Turning Gossip Into Gold

Let's face it, gossip is everywhere - among friends, at home, at work, even in the media.
And we all do it.
Some of it's just idle chat about others a la Sex and the City girlfriend dishing: "Ooh, did you see that gorgeous man she brought with her to the party last night? All I can say is, 'Go girl!'" You share newsy tidbits about this, that and the other thing as a form of recreational small talk.
And then there's the mean brand of gossip in which people are talking about others in a negative way that's damaging - the kind of talk that leaves nothing but destruction in its wake.
The third kind of gossip, however, which I'm going to call "gripe" gossip, is the gossip that has at its root some complaint.
It's the gossip that happens around the water cooler or over happy-hour cocktails or in that weekly phone call with your sister where you tell your story, and you're the put-upon good guy, and someone else is the bad guy.
The problem is, gripe gossip almost never makes any difference.
You complain and tell your story to someone unrelated to the complaint, the complaint never gets resolved, and you simply create agreement about how bad things are and they shouldn't be that way.
Is this normal? Absolutely, it happens all the time.
Does it leave you and others fulfilled? Inspired? Happy? Not a chance.
You just get to be right about how unfair life is, which might give you some juice in the moment, but is ultimately unsatisfying.
And yet we still do it, don't we? According to a recent study, more than half of our conversations - and this is for men as well as women - are gossip-driven.
But there's a cost to this widespread phenomenon.
In addition to the obvious impacts of wasted time and lowered productivity, there's the fact that gossip drives a wedge between people, it adversely affects how others view you, and it saps your happiness and vitality.
The good news is, you can transform gripe gossip into something that can actually bring you closer to the people in your life.
Here's how: 1.
Notice when you're gossiping.
Engaging in gossip is a habit, which means you do it without thinking.
Practice asking yourself whether your speaking is contributing something positive to the conversation or is diminishing someone.
Simply paying attention to what's coming out of your mouth is half the battle.
2.
Identify a complaint.
Stop and ask yourself what the complaint is underneath the gossip.
Is it that your boss has given you more work to do than you can handle? Do your friend's last-minute cancellations of social plans get on your nerves?

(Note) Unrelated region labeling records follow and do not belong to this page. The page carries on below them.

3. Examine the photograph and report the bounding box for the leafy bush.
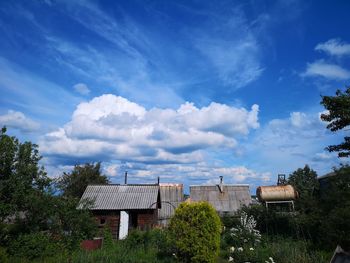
[169,202,221,262]
[8,232,60,259]
[0,247,9,263]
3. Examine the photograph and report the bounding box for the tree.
[0,127,96,256]
[169,202,221,262]
[58,162,109,198]
[0,127,51,221]
[321,87,350,157]
[288,164,319,213]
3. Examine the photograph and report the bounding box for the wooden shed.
[190,183,251,215]
[81,184,161,239]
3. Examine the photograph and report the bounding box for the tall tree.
[321,87,350,157]
[58,163,109,198]
[0,127,51,220]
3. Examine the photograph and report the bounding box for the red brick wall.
[93,209,158,239]
[94,211,119,238]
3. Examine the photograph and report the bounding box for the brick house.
[80,184,161,239]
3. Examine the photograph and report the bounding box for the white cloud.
[40,94,259,163]
[315,39,350,57]
[0,110,40,132]
[73,83,90,95]
[301,60,350,80]
[104,164,119,177]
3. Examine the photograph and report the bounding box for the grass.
[0,230,332,263]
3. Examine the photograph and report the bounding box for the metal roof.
[80,185,160,210]
[190,184,251,212]
[158,183,184,220]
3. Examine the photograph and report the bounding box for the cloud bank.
[40,94,259,163]
[0,110,40,132]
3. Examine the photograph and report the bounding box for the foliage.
[288,165,319,212]
[0,128,96,257]
[0,127,51,222]
[57,162,109,198]
[319,165,350,250]
[321,87,350,157]
[169,202,221,262]
[224,211,269,262]
[8,232,60,259]
[0,247,9,263]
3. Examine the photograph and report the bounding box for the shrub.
[169,202,221,262]
[8,232,59,259]
[0,247,9,263]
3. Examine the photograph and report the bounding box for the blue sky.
[0,0,350,194]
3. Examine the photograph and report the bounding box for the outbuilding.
[80,184,161,239]
[190,178,251,215]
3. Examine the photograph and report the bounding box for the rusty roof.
[80,184,160,210]
[190,184,251,212]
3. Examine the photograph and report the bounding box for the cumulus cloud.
[40,94,259,163]
[0,110,40,132]
[73,83,90,95]
[315,39,350,57]
[301,60,350,80]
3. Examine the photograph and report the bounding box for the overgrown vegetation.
[169,202,221,262]
[0,128,96,259]
[0,88,350,263]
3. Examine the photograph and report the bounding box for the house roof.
[80,184,160,210]
[190,184,251,212]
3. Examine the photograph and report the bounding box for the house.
[78,184,161,239]
[158,183,184,226]
[190,177,251,215]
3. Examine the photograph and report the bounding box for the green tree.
[58,162,109,198]
[321,87,350,157]
[0,128,96,256]
[0,127,51,221]
[169,202,221,262]
[288,165,319,211]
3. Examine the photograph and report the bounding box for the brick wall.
[94,211,119,239]
[137,210,158,230]
[93,209,158,239]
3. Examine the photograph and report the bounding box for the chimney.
[218,176,224,193]
[124,171,128,184]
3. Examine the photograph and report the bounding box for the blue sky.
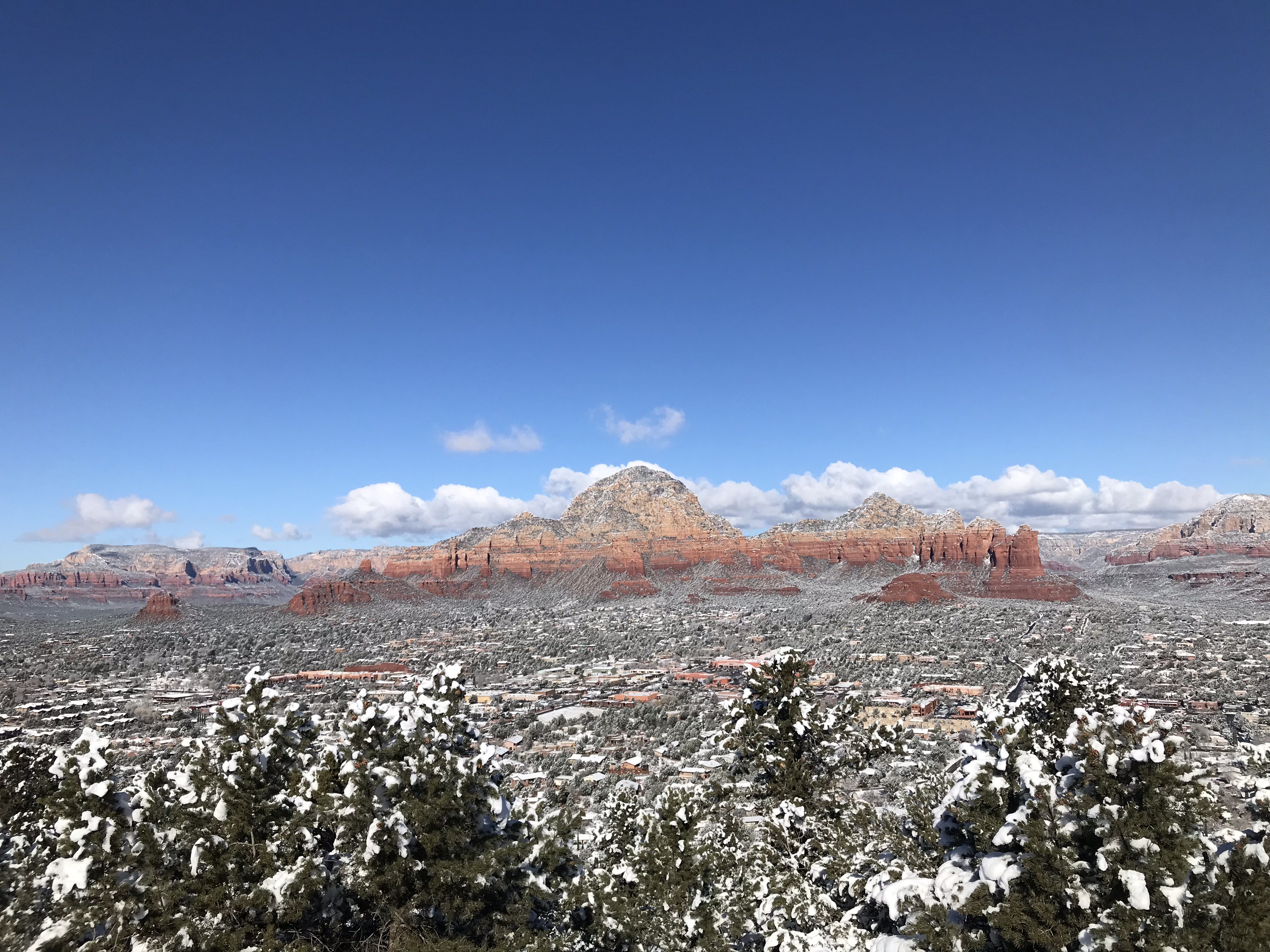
[0,2,1270,566]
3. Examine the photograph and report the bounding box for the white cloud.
[602,406,689,444]
[441,420,542,453]
[252,522,310,542]
[327,482,569,538]
[172,530,207,548]
[542,460,671,499]
[697,462,1222,531]
[330,460,1222,538]
[18,492,177,542]
[326,460,664,538]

Is your complaining about your spouse to your friends really about the fact that you would like more one-on-one time with him? 3.
Take it to the right person.
What moves mountains in this world is the ability to make powerful requests.
Look to see what request you could make that would address the situation that's bothering you, and then identify the best person to take that request to.
If you've got more on your plate than you can handle at work, instead of complaining about it to your coworkers, make a request of your boss to sit down together and prioritize what you'll do now and what can be put off, done by someone else, or taken off the to-do list entirely.
Instead of griping to your pals about your significant other, go to him directly with a request he can accept, decline or counteroffer.
People are often amazed at the ease with which a simple request can resolve circumstances that previously seemed like a lost cause.
As you practice these steps over time, you'll develop some real muscle at turning would-be gossip into gold - and become someone whose speaking creates new possibilities, leaving you and others bigger.